Vida


No meio da tempestade, uma pessoa grita. Uma única explosão de ímpeto de sentimentos que transbordam e se sobressaem inaudíveis no temporal. Uma carga de voz que sai inescrutável diante do barulho do caminho. Ele, porém, continua caminhando. Um passo por vez, nada além disso. Seus olhos não conseguem ver o longe futuro. Ele, naquele estado, só consegue ver o segundo a sua frente, nada mais.

Ele continua. Suas mãos encolhidas perto do peito. Uma delas a segurar e a outra a proteger uma pequena chama, labaredas minúsculas que cintilam e dançam diante de sua mão.
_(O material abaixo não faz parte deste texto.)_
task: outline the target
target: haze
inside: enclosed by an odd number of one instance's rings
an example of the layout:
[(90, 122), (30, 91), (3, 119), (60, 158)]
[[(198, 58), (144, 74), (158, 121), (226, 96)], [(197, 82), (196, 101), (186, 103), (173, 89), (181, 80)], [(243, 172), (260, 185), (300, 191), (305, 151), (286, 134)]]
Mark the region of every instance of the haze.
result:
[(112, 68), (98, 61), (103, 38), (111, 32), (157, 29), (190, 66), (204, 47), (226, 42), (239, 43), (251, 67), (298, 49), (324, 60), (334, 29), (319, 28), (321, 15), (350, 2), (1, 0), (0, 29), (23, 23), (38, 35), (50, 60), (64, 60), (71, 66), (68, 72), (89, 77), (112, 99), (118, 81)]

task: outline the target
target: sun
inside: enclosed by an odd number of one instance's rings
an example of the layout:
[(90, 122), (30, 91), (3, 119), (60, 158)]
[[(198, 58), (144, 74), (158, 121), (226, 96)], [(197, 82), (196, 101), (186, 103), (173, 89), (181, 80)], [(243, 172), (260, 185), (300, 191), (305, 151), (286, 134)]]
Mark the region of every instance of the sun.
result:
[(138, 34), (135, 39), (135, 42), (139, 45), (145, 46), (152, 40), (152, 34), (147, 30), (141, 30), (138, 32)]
Perto do coração elas se misturam com o próprio órgão e pulsam freneticamente, duas batidas por vez. Batida a batida e se sobressaem. Porém, a bela chama diminui sua intensidade.

A tempestade continua frenética, gotas que se lançam a terra em um único respirar, abraçando-a. A chuva não para, pelo contrário, continua numa torrencial, como se as nuvens negras se desfiassem e, lançando seus fios a terra, permanecessem lá. Ele continua. Seu pulmão arfando, o sangue correndo e, no peito, a chama batendo. Suas costas sentem o peso das responsabilidades, deveres, anseios e almejos. O peso da tempestade, vida e ida.

Ele olha ao redor e tudo o que vê é o azul escuro na terra, no céu e em si. Azul que é interrompido pelos raios que cortam o céu. Um grande corte branco que divide a cúpula celeste, uma rachadura na bacia cinzenta. O clarão cega-lhe os olhos e ele cai, uma queda ao sentir o impacto do grande martelo. Sentindo a força da som, da tempestade, da existência.

Se levanta tonto, cansado e continua. Ele se sentia fatigado, moído pela pressão e indecisão. O vento forte a clamar no ouvido, rodando, rodopiando e perguntando. O que fazer e como seguir, o vento grita. Porém, ele continua.

Não era a hora de parar. Apertando ainda mais contra o peito a chama, ele obriga os pés a darem mais um passo. Sabia que no momento que a chama apagasse ele terminaria, ou caminharia uma jornada sem luz e alegria, talvez seja isso o quê seja a chama. Alegria, que se mistura com as batidas no peito.

Vento. Chuva. Trovões e relâmpagos. Batidas. Brilho e passos e mais passos. Ele sente a pressão e isso é o que significa caminhar – viver. Forçando os olhos ele, ao longe, vê um único e belo fecho de luz. Uma seta brilhante fincada na terra. O ponto brilhante no meio do azul, esperança.

Sorri, a chama aumenta. Ele sabe que está perto do fim, já virá muitas outras tempestades, elas vêm e passam, nós ficamos.

Ele sente. Sente a pressão da tormenta, há chama e brilho – alegria. Escuta o vento, incertezas e dúvidas, desvaler – vida. Sente as gotas escorrendo na face, chuva e azul – esperança. No fim, a tempestade passa e existe luz. A chama brilha e bate no peito.